So wurde diese Woche bekannt, dass in China das Industrieministerium angeordnet hat, dass mehr als 2000 Fabriken aus 18 Industriezweigen bis September stillgelegt werden. Weil sie die Umwelt zu stark verschmutzen und zu wenig effizient seien. Sollten die Firmen, die aus der Zement-, Eisen-, Papier- und Koksindustrie kommen, sich nicht an die Anordnung halten, droht sogar der Entzug von Geschäftsgenehmigungen.
Sorgenkind Erdöl
Erdöl stillt zwar nur 18 Prozent des chinesischen Energiebedarfs. Während die Volksrepublik jedoch in den 80er-Jahren noch ein Netto-Exporteur von Erdöl war, ist sie nun immer mehr abhängig von Importen. 53 Prozent des Erdöls kamen 2010 aus dem Ausland. Und es haben beleibe noch nicht alle Chinesen ein Auto. Das statistische Jahrbuch 2010 errechnete die Zahl auf 48,5 Millionen Pkw - bei einer Bevölkerung von 1,3 Milliarden Menschen. „Chinas Ölimportquote wird bald jene der USA (63 Prozent) überschreiten und auf lange Sicht auch die der EU (81Prozent)”, meint Urban.

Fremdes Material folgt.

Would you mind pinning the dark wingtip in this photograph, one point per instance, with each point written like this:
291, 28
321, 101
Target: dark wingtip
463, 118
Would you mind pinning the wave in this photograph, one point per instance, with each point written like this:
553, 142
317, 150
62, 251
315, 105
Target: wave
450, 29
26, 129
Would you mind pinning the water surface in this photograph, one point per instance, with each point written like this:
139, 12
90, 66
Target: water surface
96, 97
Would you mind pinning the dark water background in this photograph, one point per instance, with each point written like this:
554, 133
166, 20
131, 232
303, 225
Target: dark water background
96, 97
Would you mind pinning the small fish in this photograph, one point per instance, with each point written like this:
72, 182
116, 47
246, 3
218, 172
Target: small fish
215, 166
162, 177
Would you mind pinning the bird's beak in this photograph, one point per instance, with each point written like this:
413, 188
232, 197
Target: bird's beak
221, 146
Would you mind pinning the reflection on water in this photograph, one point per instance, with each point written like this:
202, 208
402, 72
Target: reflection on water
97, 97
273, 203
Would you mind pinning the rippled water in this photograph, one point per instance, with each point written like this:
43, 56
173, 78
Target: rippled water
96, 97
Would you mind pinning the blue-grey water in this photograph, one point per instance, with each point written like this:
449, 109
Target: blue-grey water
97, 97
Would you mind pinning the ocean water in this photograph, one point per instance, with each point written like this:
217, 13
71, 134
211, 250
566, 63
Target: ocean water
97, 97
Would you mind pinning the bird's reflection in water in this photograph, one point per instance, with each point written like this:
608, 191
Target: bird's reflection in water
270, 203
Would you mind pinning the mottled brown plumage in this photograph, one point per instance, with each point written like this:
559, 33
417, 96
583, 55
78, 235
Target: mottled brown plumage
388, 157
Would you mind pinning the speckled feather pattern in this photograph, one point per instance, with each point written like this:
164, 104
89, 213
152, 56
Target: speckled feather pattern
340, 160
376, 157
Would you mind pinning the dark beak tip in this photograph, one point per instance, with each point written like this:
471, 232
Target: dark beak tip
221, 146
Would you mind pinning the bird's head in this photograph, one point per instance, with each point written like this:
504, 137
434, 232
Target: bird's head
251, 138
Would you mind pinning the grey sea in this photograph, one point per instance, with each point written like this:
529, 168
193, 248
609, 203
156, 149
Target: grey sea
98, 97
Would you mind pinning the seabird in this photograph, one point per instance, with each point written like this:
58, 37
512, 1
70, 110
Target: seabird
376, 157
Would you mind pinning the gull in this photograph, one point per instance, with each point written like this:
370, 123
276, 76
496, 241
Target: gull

Unterdessen versucht China, seine Bürger zum Kauf von Elektro-Autos zu überreden, doch diese Taktik schlägt laut lokalen Medienberichten noch nicht an. Dagegen wird zu unkonventionellen Mitteln gegriffen, um herkömmliche Benziner zu verhindern. In der Hauptstadt Peking müssen etwa potenzielle Besitzer eines Benzin-Autos monatelang warten, um ihre Zulassung zu bekommen - die durch eine Art Lotterie-System vergeben wird.